Confused about Stream Enrich -> S3Loader Step


#1

I have successfully set up ELB -> ASG of Scala Collector -> Kinesis -> ASG of Scala Enricher -> Kinesis

When I start up the s3Loader, I get confusing output, and it does not seem to do anything when sending data through the pipeline. I have ensured access permissions are correct for both dynamo DB, s3 and kinesis.

My s3loader config:

It eventually just times out silently.
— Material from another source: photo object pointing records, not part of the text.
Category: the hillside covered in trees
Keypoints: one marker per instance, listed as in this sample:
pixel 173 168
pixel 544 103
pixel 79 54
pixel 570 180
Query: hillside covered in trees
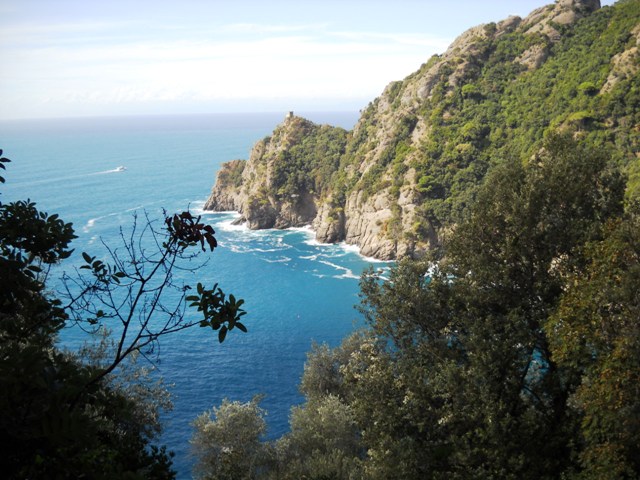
pixel 505 344
pixel 411 167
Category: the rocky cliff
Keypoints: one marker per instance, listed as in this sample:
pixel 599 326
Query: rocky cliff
pixel 411 165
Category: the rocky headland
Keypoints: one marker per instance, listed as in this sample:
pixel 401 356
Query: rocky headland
pixel 409 169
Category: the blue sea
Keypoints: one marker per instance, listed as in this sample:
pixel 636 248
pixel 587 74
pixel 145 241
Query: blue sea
pixel 296 290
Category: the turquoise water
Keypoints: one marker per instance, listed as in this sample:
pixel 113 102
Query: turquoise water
pixel 296 291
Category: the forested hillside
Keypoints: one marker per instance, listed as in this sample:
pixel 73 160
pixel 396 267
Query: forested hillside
pixel 412 165
pixel 512 350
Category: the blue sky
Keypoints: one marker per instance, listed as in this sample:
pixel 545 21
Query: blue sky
pixel 92 57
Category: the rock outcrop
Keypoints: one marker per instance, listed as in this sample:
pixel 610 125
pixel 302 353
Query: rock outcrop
pixel 409 168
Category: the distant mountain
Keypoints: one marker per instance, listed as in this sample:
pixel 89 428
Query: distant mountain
pixel 411 166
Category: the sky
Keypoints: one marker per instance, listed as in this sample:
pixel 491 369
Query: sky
pixel 66 58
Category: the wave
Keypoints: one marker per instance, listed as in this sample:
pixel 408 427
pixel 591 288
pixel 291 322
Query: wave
pixel 92 221
pixel 66 178
pixel 278 260
pixel 348 273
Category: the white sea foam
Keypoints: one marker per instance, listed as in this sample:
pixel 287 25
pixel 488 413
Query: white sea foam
pixel 348 273
pixel 230 226
pixel 277 260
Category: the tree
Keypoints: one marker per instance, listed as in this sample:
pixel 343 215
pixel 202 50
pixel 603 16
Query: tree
pixel 475 392
pixel 595 335
pixel 227 441
pixel 91 413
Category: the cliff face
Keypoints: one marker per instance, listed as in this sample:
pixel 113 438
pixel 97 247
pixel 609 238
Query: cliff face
pixel 410 167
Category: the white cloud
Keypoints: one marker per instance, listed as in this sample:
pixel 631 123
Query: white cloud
pixel 295 61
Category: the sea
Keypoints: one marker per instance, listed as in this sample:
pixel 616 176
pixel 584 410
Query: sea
pixel 99 172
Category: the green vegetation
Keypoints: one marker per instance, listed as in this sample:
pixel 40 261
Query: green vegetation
pixel 92 413
pixel 513 353
pixel 310 156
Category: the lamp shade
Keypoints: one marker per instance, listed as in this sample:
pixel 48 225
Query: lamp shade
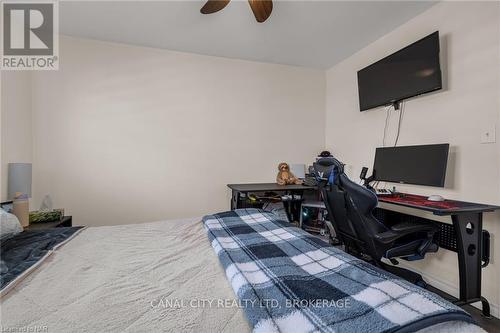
pixel 19 179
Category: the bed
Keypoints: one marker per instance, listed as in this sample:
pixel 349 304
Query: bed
pixel 152 277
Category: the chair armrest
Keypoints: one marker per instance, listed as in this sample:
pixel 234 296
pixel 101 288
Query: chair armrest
pixel 411 227
pixel 403 229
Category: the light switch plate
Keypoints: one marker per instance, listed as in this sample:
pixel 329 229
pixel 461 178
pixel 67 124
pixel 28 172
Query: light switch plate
pixel 489 134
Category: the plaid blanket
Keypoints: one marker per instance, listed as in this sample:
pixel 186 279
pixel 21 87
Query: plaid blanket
pixel 290 281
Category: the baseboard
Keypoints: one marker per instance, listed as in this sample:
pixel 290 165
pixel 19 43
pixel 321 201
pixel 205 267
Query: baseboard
pixel 449 288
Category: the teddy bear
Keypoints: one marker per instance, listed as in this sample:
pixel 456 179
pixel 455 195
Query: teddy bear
pixel 285 176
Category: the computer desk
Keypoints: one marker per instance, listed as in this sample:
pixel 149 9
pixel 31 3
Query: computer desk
pixel 465 236
pixel 239 193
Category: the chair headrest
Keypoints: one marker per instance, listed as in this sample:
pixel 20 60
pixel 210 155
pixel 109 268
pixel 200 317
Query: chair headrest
pixel 324 166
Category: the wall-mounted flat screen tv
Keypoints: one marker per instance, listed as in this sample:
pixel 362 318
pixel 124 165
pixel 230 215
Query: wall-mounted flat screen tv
pixel 409 72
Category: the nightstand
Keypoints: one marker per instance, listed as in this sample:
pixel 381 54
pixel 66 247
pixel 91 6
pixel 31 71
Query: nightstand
pixel 66 221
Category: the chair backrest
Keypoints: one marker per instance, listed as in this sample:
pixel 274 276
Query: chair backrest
pixel 351 206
Output like this:

log4j:WARN No appenders could be found for logger (com.amazonaws.AmazonWebServiceClient).
log4j:WARN Please initialize the log4j system properly.
log4j:WARN See http://logging.apache.org/log4j/1.2/faq.html#noconfig for more info.
[main] INFO com.snowplowanalytics.s3.loader.sinks.KinesisSink - Stream stream-bad-data-to-s3 exists and is active
[main] INFO com.snowplowanalytics.s3.loader.SinkApp$ - Initializing sink with KinesisConnectorConfiguration: {regionName=us-west-2, s3Endpoint=https://s3-us-west-2.amazonaws.com, kinesisInputStream=stream-enricher-to-s3, maxRecords=500, connectorDestination=s3, bufferMillisecondsLimit=15, bufferRecordCountLimit=1, s3Bucket=piv-stream-data-prod-bucket, kinesisEndpoint=https://kinesis.us-west-2.amazonaws.com, appName=piv_sink, bufferByteSizeLimit=8, retryLimit=1, initialPositionInStream=LATEST}
[main] WARN com.snowplowanalytics.s3.loader.KinesisSourceExecutor - idleTimeBetweenReads is greater than bufferTimeMillisecondsLimit. For best results, ensure that bufferTimeMillisecondsLimit is more than or equal to idleTimeBetweenReads
[main] INFO com.snowplowanalytics.s3.loader.KinesisSourceExecutor - KinesisSourceExecutor worker created

My end goal is to have ASG S3Loader -> S3 -> EMR (shred and send to redshift)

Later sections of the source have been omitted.